男の瞳孔は突然縮まり、すぐに2歩後退した。しかし、彼は自分でつまずいてしまった。彼は目の前の大きいのと小さいのを見て、心の中で「マジかよ!」と思った。
これは特にそうだ。彼はまだ催眠術かけてんだよ。あの老いぼれのチウ・チンは、ソン・ムーは今夜、平南館には一人しかいないって言わなかったか?情報が間違ってる!
この金は稼げなかったし、命も危うくなった。
グー・ジンシウは目の前の男を見て、彼の奥底にある怒りが一瞬にして閃き、冷たい霜で満たされ、彼は自分の威圧感で目の前の男を見た。

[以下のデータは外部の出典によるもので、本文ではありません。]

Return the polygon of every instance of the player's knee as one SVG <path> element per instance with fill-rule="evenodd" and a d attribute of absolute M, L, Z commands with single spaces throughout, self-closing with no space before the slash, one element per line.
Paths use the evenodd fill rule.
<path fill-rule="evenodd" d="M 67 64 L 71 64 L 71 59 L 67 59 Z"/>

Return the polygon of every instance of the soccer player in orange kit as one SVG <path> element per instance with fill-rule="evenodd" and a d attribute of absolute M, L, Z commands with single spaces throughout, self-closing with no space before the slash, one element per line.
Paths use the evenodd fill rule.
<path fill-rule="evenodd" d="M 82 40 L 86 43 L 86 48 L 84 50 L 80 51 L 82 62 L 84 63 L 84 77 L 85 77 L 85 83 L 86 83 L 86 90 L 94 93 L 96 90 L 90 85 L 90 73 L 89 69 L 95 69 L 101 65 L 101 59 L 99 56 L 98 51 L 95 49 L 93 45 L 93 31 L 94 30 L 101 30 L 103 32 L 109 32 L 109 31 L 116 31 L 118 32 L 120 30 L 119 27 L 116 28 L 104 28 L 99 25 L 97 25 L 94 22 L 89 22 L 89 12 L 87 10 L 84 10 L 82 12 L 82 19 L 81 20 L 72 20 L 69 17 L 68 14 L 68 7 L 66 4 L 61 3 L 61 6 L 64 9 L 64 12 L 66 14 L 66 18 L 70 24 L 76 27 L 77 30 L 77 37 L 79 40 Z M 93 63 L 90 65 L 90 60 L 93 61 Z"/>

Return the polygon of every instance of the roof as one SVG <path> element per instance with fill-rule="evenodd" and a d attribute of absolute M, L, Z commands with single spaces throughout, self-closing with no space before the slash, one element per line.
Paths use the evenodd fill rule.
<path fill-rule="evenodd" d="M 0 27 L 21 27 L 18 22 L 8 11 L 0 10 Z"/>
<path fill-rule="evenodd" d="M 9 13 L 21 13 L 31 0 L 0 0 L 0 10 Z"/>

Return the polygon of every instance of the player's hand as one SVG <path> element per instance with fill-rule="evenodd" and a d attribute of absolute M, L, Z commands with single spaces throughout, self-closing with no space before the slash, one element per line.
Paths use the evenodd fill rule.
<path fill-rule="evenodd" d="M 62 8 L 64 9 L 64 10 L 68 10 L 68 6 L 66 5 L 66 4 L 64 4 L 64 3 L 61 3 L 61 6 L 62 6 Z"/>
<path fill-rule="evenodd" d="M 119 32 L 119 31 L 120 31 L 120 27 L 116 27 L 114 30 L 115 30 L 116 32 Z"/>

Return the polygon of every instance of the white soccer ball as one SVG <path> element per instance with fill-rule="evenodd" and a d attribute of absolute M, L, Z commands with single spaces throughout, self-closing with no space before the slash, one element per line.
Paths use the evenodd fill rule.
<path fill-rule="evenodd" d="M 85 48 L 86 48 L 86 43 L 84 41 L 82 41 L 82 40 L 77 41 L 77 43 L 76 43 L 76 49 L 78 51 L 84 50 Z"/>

そして男は崩壊寸前。これは恐ろしいグー様じゃないか?今日の計画は完全に失敗し、お金を稼ぐことはできなかった。
ソン・ムーは椅子に座って、目の前に愛のない男を嘲笑していた。この男、マジでバカ!
「誰がお前をここに送った?」
男はすでに怖がっていて、しばらく答えることができなかった。
「はい…チウ・チンです、はい、彼です!」
グー・ジンシウの目ははっきりしない。チウ・チンは、こんな人を使って事を運ぼうとしてるのか?
男をさらに打ちのめすのは、ナンバイがすぐに、黒いボディーガードの集団で彼を取り囲み、手に棒を持ち、男は震えている。マジでアンダーグラウンドの人たちじゃないか!

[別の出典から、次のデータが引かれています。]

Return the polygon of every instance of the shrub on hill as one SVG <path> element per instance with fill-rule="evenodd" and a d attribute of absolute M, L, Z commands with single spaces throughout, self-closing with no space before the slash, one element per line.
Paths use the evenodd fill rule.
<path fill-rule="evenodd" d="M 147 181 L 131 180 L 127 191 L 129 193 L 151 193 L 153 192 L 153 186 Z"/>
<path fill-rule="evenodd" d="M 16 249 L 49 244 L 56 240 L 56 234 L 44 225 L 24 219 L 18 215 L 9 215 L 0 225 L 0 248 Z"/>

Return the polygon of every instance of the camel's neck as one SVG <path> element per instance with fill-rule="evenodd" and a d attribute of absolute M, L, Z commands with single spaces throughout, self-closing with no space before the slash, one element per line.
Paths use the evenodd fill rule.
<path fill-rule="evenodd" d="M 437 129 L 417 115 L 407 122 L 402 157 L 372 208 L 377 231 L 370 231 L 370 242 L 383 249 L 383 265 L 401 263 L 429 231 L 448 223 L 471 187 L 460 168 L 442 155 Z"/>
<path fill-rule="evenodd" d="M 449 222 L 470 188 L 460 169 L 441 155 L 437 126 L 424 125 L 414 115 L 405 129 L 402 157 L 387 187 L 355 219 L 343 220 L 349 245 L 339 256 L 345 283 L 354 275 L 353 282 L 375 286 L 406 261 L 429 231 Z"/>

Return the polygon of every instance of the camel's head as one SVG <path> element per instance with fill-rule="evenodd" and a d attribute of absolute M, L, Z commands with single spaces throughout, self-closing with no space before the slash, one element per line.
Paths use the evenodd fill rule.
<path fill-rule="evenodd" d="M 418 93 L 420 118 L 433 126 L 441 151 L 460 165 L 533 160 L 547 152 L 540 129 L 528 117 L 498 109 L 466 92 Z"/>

グー・ジンシウはナンバイに視線を送った。「お前に任せる。チウ・チンはこのプレゼントをすごく気に入るだろう」
ナンバイはうなずき、手を振った。片側にいた2人の黒いボディーガードは、直接その男をヴィラから引きずり出した。
ソン・ムーは、すべてを目撃し、終わった後、グー・ジンシウはソン・ムーにゆっくりと歩いて行き、何か言うのかと思った。

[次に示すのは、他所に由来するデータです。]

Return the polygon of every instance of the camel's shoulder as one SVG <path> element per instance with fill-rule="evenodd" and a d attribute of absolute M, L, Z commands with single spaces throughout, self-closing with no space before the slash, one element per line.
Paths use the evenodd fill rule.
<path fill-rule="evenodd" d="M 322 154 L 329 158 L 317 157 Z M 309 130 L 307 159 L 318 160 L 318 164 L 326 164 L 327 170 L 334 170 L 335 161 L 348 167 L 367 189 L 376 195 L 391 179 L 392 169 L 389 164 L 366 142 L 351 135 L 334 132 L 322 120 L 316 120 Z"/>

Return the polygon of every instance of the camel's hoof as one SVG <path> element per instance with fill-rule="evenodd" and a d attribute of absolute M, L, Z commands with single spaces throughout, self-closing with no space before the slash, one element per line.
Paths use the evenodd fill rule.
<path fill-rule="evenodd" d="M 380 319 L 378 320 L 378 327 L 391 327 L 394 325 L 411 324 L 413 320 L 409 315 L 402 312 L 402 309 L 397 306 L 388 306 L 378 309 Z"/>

「まだ半ページ習字を練習して、書き終えてから寝なさい」
「…」
このスリリングなシーン、君の控えめな表現はすごく憎らしいんだけど、いい?
そのコソコソ男は、グー・ジンシウに全く気にかけられてないんじゃないかってくらい。
時間が経ち、アイ・ジェの新作発表会が同日開催された。
参加者はあらゆる分野から来て、芸能界のスターも訪問する。今回は、特に重要そう。
新作の知名度を上げるため、スポンサーはほぼビジターの受け入れを拒否した。
さらに大きな会場に変更された。
これも、その日の新作発表会で人がいっぱいになった原因。
この時、アイ・ジェは展示ホールの裏にある更衣室にいて、爽やかなグリーンのドレスを着て、繊細なメイクをして、清楚な美しさの女神という称号を裏付けていた。